WeidiXie / VGG-Speaker-Recognition

Utterance-level Aggregation For Speaker Recognition In The Wild
362 stars 98 forks source link

Preprocessing function - WAV extending #60

Closed celpas closed 4 years ago

celpas commented 4 years ago

Hi. I have a question about the preprocessing function.

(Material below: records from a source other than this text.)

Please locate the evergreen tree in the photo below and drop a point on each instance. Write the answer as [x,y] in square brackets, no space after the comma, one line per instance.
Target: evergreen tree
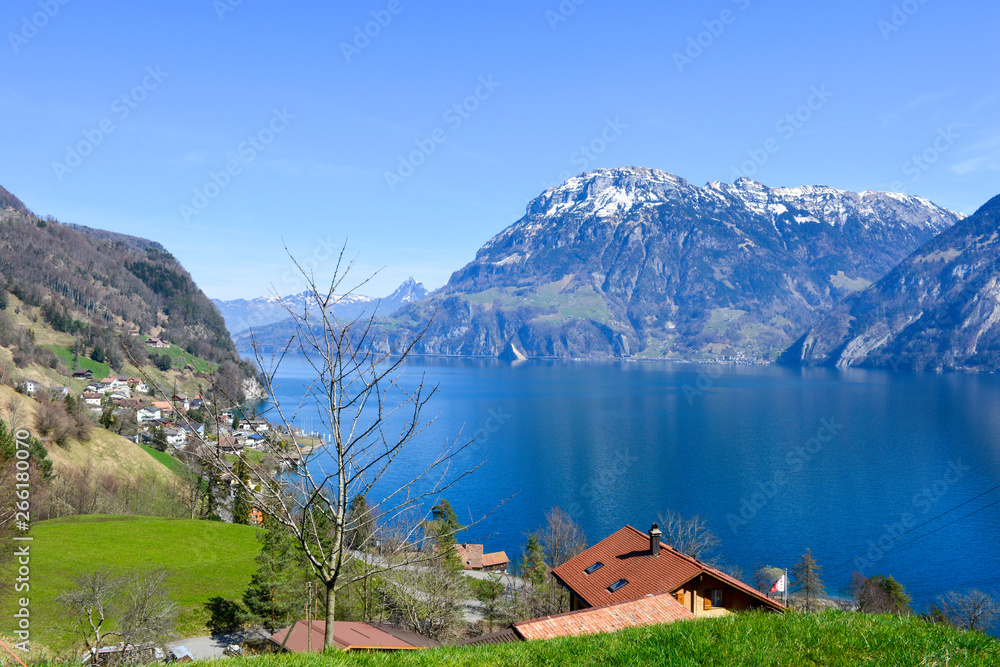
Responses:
[532,564]
[274,596]
[159,439]
[808,583]
[243,503]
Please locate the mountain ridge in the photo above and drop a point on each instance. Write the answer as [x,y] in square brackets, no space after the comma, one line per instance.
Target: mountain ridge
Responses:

Why in the evaluation mode you need to extend the wav replicating itself?

def load_wav(vid_path, sr, mode='train'):
    wav, sr_ret = librosa.load(vid_path, sr=sr)
    assert sr_ret == sr
    if mode == 'train':
        extended_wav = np.append(wav, wav)
        if np.random.random() < 0.3:
            extended_wav = extended_wav[::-1]
        return extended_wav
    else:
        extended_wav = np.append(wav, wav[::-1])
        return extended_wav

Also, I'm getting slightly different results on the test set of VoxCeleb1 compared to those reported in the paper with your weights... are the weights the same of the paper or I'm doing something wrong?

WeidiXie commented 4 years ago

Hi,

During inference, it simply replicates itself and reverses it, this is a very naive test augmentation.

About the results, this is the model from the paper, you should get 3.22 on VoxCeleb1-Test, how different are you talking about ?